In a popular Greek legend, Alexander the Great's sister, Thessalonike, was turned into a mermaid after she died. She lived, it was said, in the Aegean and when she encountered a ship, she asked its sailors only one question: "Is King Alexander alive?" , to which the correct answer was: "He lives and reigns and conquers the world" . This answer pleased her so she calmed the waters and wish the ship farewell. Any other answer would spur her into a rage. She would raise a terrible storm, with certain doom for the ship and every sailor on board.
The 0.57 euro stamp shows Little Red Riding Hood.
It is about a girl called Little Red Riding Hood, after the red hooded cape or cloak she wears. The girl walks through the woods to deliver food to her sick grandmother.
A wolf wants to eat the girl but is afraid to do so in public. He approaches the girl, and she naïvely tells him where she is going. He suggests the girl pick some flowers, which she does. In the meantime, he goes to the grandmother's house and gains entry by pretending to be the girl. He swallows the grandmother whole, and waits for the girl, disguised as the grandmother.
When the girl arrives, she notices he looks very strange to be her grandma. In most retellings, this eventually culminates with Little Red Riding Hood saying, "My, what big teeth you have!"
To which the wolf replies, "The better to eat you with," and swallows her whole, too.

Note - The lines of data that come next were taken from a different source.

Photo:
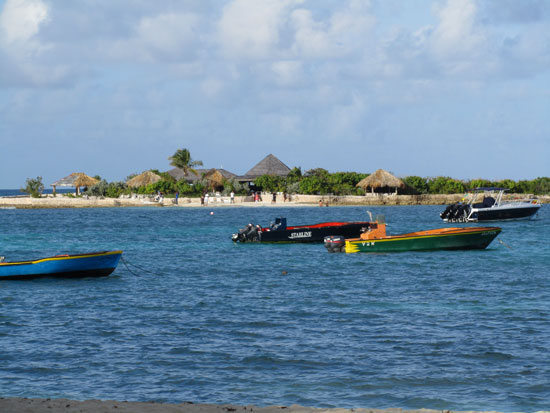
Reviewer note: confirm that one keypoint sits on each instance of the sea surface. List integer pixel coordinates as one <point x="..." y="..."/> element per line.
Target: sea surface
<point x="193" y="317"/>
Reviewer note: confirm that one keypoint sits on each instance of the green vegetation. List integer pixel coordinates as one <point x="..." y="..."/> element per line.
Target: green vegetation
<point x="182" y="159"/>
<point x="34" y="187"/>
<point x="313" y="182"/>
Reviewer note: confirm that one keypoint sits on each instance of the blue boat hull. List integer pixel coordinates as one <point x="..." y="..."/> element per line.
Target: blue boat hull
<point x="95" y="264"/>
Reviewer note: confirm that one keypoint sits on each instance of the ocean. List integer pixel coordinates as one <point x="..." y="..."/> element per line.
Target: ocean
<point x="190" y="316"/>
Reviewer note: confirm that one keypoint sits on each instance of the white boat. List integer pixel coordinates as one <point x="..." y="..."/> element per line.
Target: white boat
<point x="486" y="204"/>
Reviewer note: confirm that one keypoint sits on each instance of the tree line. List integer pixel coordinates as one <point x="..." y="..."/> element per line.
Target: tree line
<point x="316" y="181"/>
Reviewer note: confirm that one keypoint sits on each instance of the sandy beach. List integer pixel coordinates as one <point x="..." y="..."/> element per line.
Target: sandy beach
<point x="22" y="405"/>
<point x="49" y="201"/>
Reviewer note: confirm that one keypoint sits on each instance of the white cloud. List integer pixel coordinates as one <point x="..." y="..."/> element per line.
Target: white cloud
<point x="458" y="36"/>
<point x="251" y="28"/>
<point x="287" y="72"/>
<point x="21" y="20"/>
<point x="168" y="35"/>
<point x="345" y="32"/>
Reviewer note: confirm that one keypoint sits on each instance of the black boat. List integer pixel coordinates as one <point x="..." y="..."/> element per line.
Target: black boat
<point x="485" y="204"/>
<point x="280" y="232"/>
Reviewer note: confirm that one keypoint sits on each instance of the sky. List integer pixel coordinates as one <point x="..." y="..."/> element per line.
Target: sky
<point x="457" y="88"/>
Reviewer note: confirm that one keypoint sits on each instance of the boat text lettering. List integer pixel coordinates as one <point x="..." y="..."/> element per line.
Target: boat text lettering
<point x="305" y="234"/>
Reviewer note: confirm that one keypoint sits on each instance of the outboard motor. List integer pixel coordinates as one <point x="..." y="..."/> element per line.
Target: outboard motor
<point x="335" y="243"/>
<point x="445" y="214"/>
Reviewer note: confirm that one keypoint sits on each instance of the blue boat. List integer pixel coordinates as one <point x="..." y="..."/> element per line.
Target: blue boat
<point x="92" y="264"/>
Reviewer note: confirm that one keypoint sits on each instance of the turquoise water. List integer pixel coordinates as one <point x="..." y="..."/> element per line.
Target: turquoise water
<point x="205" y="320"/>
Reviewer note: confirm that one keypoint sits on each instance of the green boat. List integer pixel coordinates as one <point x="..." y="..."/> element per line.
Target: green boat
<point x="376" y="239"/>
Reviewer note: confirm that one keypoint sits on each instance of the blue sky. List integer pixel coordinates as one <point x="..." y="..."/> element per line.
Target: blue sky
<point x="456" y="88"/>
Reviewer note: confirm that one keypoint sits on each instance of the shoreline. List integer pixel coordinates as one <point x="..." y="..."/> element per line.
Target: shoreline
<point x="49" y="201"/>
<point x="36" y="405"/>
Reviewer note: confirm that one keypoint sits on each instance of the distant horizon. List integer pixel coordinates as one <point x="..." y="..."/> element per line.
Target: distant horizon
<point x="46" y="186"/>
<point x="456" y="88"/>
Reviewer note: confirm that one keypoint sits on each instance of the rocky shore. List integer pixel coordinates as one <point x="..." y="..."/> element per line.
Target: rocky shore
<point x="49" y="201"/>
<point x="22" y="405"/>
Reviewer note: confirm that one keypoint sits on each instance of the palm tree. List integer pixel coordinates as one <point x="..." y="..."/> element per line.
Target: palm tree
<point x="182" y="159"/>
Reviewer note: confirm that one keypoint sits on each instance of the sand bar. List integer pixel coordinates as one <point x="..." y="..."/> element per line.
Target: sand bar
<point x="26" y="202"/>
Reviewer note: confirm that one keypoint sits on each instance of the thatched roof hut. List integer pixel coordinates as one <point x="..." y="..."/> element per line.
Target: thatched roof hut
<point x="143" y="179"/>
<point x="270" y="165"/>
<point x="177" y="174"/>
<point x="215" y="178"/>
<point x="381" y="180"/>
<point x="76" y="179"/>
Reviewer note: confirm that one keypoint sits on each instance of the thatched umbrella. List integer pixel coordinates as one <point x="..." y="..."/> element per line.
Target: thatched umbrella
<point x="76" y="179"/>
<point x="146" y="178"/>
<point x="215" y="178"/>
<point x="381" y="179"/>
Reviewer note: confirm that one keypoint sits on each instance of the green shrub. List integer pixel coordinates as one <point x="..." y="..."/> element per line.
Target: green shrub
<point x="34" y="187"/>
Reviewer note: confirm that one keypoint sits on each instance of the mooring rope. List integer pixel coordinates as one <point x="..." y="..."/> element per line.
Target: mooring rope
<point x="136" y="266"/>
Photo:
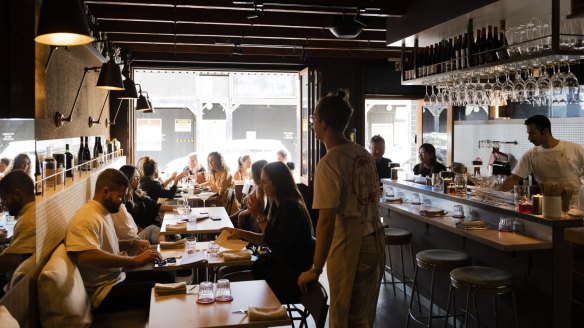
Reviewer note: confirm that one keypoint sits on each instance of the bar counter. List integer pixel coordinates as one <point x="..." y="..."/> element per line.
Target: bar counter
<point x="539" y="257"/>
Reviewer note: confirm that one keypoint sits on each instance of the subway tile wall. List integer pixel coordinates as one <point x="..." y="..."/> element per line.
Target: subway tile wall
<point x="467" y="136"/>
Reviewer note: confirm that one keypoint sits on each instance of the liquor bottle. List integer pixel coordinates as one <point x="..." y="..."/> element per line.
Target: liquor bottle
<point x="87" y="155"/>
<point x="99" y="150"/>
<point x="80" y="158"/>
<point x="49" y="169"/>
<point x="69" y="162"/>
<point x="38" y="177"/>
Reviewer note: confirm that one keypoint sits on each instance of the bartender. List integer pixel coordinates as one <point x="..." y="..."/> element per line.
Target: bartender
<point x="551" y="160"/>
<point x="428" y="162"/>
<point x="377" y="149"/>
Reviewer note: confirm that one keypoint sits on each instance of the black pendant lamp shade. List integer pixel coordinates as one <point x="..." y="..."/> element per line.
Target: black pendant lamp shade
<point x="63" y="23"/>
<point x="142" y="103"/>
<point x="110" y="77"/>
<point x="346" y="27"/>
<point x="129" y="90"/>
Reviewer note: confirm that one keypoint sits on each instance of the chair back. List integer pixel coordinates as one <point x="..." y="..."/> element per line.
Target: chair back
<point x="315" y="302"/>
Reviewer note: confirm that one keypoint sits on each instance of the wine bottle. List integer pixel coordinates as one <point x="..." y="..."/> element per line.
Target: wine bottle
<point x="87" y="155"/>
<point x="69" y="162"/>
<point x="49" y="167"/>
<point x="80" y="158"/>
<point x="38" y="177"/>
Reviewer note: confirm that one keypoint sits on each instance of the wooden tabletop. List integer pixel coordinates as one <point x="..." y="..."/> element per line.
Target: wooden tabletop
<point x="202" y="226"/>
<point x="183" y="310"/>
<point x="212" y="261"/>
<point x="505" y="241"/>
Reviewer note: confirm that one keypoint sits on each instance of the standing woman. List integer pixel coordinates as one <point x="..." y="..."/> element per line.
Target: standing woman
<point x="195" y="168"/>
<point x="287" y="232"/>
<point x="220" y="180"/>
<point x="428" y="163"/>
<point x="150" y="184"/>
<point x="243" y="166"/>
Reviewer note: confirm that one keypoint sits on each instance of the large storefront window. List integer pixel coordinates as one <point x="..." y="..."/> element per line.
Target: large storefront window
<point x="235" y="113"/>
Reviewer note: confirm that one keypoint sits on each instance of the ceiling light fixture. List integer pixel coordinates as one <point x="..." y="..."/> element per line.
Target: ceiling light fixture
<point x="346" y="27"/>
<point x="256" y="13"/>
<point x="63" y="23"/>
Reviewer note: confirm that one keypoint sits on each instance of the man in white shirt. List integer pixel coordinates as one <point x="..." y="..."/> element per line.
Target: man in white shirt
<point x="17" y="193"/>
<point x="349" y="233"/>
<point x="91" y="240"/>
<point x="551" y="160"/>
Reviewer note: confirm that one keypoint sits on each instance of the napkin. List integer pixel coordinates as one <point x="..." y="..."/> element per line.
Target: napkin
<point x="173" y="244"/>
<point x="176" y="227"/>
<point x="236" y="256"/>
<point x="233" y="244"/>
<point x="267" y="313"/>
<point x="170" y="289"/>
<point x="432" y="212"/>
<point x="475" y="224"/>
<point x="394" y="200"/>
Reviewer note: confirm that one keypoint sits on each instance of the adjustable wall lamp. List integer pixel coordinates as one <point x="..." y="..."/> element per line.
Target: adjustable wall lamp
<point x="59" y="118"/>
<point x="91" y="121"/>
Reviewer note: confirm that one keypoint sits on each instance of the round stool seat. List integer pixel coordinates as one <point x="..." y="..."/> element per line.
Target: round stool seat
<point x="397" y="236"/>
<point x="481" y="277"/>
<point x="442" y="259"/>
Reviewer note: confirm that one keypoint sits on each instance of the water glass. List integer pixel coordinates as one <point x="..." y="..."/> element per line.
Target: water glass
<point x="191" y="245"/>
<point x="206" y="293"/>
<point x="213" y="249"/>
<point x="223" y="292"/>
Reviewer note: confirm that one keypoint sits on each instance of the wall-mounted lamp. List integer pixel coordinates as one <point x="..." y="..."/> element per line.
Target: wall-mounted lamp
<point x="91" y="121"/>
<point x="128" y="93"/>
<point x="110" y="78"/>
<point x="63" y="23"/>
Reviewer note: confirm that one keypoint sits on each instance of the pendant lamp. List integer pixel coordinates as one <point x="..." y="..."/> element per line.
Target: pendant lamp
<point x="63" y="23"/>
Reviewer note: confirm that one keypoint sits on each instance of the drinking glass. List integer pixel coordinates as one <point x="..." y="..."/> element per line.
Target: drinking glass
<point x="191" y="245"/>
<point x="213" y="249"/>
<point x="223" y="292"/>
<point x="206" y="294"/>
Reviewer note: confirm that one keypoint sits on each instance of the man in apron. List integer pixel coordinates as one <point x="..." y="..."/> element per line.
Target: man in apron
<point x="551" y="160"/>
<point x="349" y="233"/>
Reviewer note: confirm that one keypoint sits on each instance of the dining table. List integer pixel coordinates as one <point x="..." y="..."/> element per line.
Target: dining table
<point x="183" y="310"/>
<point x="208" y="220"/>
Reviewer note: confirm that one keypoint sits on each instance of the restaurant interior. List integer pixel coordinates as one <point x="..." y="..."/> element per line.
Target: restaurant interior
<point x="168" y="78"/>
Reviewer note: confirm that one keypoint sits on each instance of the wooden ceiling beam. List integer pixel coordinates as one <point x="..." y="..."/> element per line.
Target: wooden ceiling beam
<point x="279" y="52"/>
<point x="227" y="30"/>
<point x="382" y="8"/>
<point x="247" y="41"/>
<point x="108" y="11"/>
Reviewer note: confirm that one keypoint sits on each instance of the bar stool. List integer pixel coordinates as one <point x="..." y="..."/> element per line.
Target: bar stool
<point x="398" y="237"/>
<point x="435" y="260"/>
<point x="480" y="280"/>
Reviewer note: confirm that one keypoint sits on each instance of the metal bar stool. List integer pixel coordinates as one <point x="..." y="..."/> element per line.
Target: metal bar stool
<point x="435" y="260"/>
<point x="398" y="237"/>
<point x="480" y="280"/>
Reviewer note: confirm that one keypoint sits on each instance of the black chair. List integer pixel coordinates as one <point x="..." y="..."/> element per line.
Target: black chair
<point x="315" y="304"/>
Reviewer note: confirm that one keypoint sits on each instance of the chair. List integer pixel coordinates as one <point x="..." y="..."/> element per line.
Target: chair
<point x="315" y="304"/>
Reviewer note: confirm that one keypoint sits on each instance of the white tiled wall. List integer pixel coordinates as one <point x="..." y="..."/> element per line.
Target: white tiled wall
<point x="467" y="136"/>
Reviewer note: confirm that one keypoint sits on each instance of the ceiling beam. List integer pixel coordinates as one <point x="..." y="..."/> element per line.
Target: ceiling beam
<point x="221" y="16"/>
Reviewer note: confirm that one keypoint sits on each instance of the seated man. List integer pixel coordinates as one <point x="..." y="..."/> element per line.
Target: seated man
<point x="377" y="150"/>
<point x="92" y="242"/>
<point x="17" y="193"/>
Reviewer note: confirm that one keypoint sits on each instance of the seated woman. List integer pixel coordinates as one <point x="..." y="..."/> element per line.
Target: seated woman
<point x="243" y="166"/>
<point x="287" y="232"/>
<point x="245" y="219"/>
<point x="150" y="184"/>
<point x="144" y="211"/>
<point x="220" y="180"/>
<point x="195" y="169"/>
<point x="428" y="163"/>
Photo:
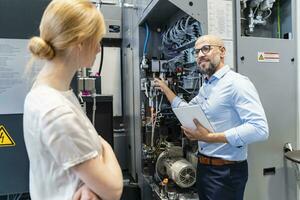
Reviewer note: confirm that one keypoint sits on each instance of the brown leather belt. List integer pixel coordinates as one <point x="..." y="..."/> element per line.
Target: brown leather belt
<point x="215" y="161"/>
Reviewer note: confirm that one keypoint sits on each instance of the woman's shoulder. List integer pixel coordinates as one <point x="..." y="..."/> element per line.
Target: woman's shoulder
<point x="44" y="98"/>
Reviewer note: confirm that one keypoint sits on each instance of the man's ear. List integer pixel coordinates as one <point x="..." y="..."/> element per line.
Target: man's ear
<point x="223" y="51"/>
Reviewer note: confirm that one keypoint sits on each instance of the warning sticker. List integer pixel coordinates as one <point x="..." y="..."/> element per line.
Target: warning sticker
<point x="5" y="139"/>
<point x="270" y="57"/>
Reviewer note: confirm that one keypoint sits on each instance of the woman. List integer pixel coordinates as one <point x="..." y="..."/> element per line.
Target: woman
<point x="65" y="152"/>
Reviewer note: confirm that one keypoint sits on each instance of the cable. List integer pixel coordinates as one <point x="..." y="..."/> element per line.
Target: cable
<point x="94" y="108"/>
<point x="270" y="12"/>
<point x="278" y="20"/>
<point x="146" y="39"/>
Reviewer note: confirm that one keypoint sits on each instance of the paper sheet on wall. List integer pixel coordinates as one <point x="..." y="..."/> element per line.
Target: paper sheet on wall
<point x="219" y="21"/>
<point x="13" y="85"/>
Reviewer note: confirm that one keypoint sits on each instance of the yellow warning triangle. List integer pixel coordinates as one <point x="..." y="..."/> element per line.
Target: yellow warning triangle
<point x="5" y="139"/>
<point x="261" y="57"/>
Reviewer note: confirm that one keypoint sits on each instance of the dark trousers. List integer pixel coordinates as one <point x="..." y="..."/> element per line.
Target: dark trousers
<point x="226" y="182"/>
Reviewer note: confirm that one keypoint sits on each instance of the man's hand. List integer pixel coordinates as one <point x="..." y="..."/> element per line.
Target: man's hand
<point x="201" y="133"/>
<point x="84" y="193"/>
<point x="161" y="84"/>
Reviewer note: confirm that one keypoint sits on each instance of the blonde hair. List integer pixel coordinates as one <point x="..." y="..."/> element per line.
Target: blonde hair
<point x="66" y="23"/>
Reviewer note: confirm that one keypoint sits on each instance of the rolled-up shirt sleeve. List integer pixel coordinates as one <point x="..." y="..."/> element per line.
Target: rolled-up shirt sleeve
<point x="254" y="125"/>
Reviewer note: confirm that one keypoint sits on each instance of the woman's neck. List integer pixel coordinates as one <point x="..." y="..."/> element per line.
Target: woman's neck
<point x="57" y="74"/>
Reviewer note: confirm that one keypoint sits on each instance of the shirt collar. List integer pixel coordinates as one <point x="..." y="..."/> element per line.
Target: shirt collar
<point x="218" y="74"/>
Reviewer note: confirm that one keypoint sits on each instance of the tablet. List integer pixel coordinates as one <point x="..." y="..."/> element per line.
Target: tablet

A hunter, however, comes to the rescue and cuts the wolf open. Little Red Riding Hood and her grandmother emerge unharmed. They fill the wolf's body with heavy stones, which drown him when he falls into a well. Other versions of the story have had the grandmother shut in the closet instead of eaten, and some have Little Red Riding Hood saved by the hunter as the wolf advances on her rather than after she is eaten.
The tale makes the clearest contrast between the safe world of the village and the dangers of the forest, conventional antitheses that are essentially medieval, though no written versions are as old as that.